By MIKE CORN

mcorn@dailynews.net

There aren't any caves or abandoned mines in the only national grasslands in Kansas, but the U.S. Forest Service included the Sunflower State in its emergency order banning public access, a move aimed at preventing the spread of white-nose fungus.

The fungal disease, which is decimating bat populations in the eastern half of the nation, has been found in Woodward County, Okla., about 25 miles from Kansas' southern border, and not far from roosting sites of Kansas bats.

The Forest Service order was issued Tuesday by Deputy Regional Forester Tony Dixon.

"Given the critical threat to bat populations that WNS poses, it is urgently necessary to take aggressive pre-emptive action to slow its spread," Dixon said in the order. "The potential for collapse of regional bat populations, and the ecological and economic impacts that could result, are critical concerns."

The order also affects caves and abandoned mines in Colorado, Wyoming, South Dakota and Nebraska.

Kansas is home to only one national grassland, the Cimarron National Grasslands in far southwest Kansas.

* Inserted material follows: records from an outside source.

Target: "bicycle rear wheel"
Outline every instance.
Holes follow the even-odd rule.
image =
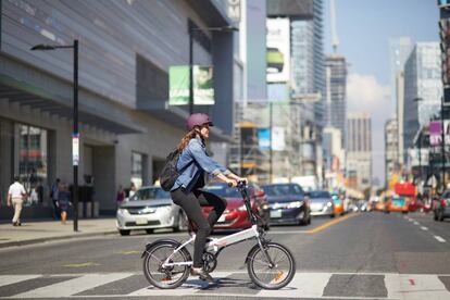
[[[264,251],[257,245],[248,254],[247,271],[250,279],[264,289],[280,289],[288,285],[296,274],[293,255],[280,243],[268,242],[263,248]],[[273,266],[264,252],[271,258]]]
[[[143,255],[143,274],[147,280],[161,289],[177,288],[189,277],[189,265],[172,265],[163,267],[162,264],[178,247],[178,243],[164,241],[146,250]],[[180,249],[172,257],[170,263],[185,263],[190,261],[186,249]]]

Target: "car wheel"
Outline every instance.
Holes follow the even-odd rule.
[[[438,218],[439,218],[440,222],[443,222],[443,212],[442,211],[439,212]]]
[[[184,213],[178,214],[178,218],[176,222],[176,226],[174,227],[175,233],[185,232],[187,230],[187,218],[185,217]]]
[[[121,236],[129,236],[130,230],[118,229],[118,233],[121,234]]]

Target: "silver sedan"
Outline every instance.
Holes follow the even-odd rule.
[[[130,230],[157,228],[187,229],[187,218],[182,208],[174,204],[171,195],[161,187],[142,187],[117,209],[116,227],[121,235]]]

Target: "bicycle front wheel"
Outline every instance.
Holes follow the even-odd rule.
[[[257,245],[248,254],[247,271],[250,279],[264,289],[280,289],[288,285],[296,274],[293,255],[289,249],[276,242],[268,242],[263,249]],[[267,257],[271,258],[273,265]]]
[[[146,250],[143,255],[143,274],[150,284],[162,289],[177,288],[189,277],[189,265],[178,264],[190,261],[189,252],[180,249],[175,253],[168,263],[172,265],[163,266],[163,263],[177,248],[175,242],[157,243]]]

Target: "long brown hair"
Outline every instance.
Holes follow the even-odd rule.
[[[182,152],[183,150],[185,150],[185,148],[188,146],[189,140],[191,140],[192,138],[195,138],[198,134],[198,130],[196,130],[196,128],[192,128],[192,130],[190,130],[189,133],[187,133],[182,140],[178,143],[178,151]]]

Located within Morton and Stevens counties, it contains 108,175 acres.

Despite the lack of caves and abandoned mines in Kansas under the purview of the Forest Service, there are privately owned structures in the state.

There are about 800 known caves in Kansas, most small and on private land. There are 15 species of bats in Kansas, including the gray myotis of extreme southeastern Kansas, which is on the federal endangered species list. The pallid and Townsend's big-eared bats are on the state's species-in-need-of-conservation list.

The infected bat found in Oklahoma was a cave myotis, the first of its species to be found infected. The cave myotis is the most common bat in Kansas and overwinters in small caves.

For Janelle Smith, a spokeswoman for the Forest Service in Denver, inclusion of Kansas suggests how serious the threat is.

The white nose fungus continues to baffle scientists, even as it is decimating bat population.

Cave visitors, she said, are thought to have been responsible for "leapfrogging" the disease into the Oklahoma area.

Spelunkers are thought to somehow obtain traces of the fungus in one cave and then spread it to other unaffected caves.

Closing federal caves and abandoned mines to human activity could help slow that spread to western reaches of the U.S.

The idea, she said, is to implement a blanket closure order and then selectively open sites where the disease has already been introduced.

Part of the overall problem, Smith said, is it's not known where all the caves are located. Many, she said, are only known by cavers, who often protect the information much like someone who has a prime fishing spot.

A similar closure was announced by the Forest Service district that encompasses Oklahoma and Texas.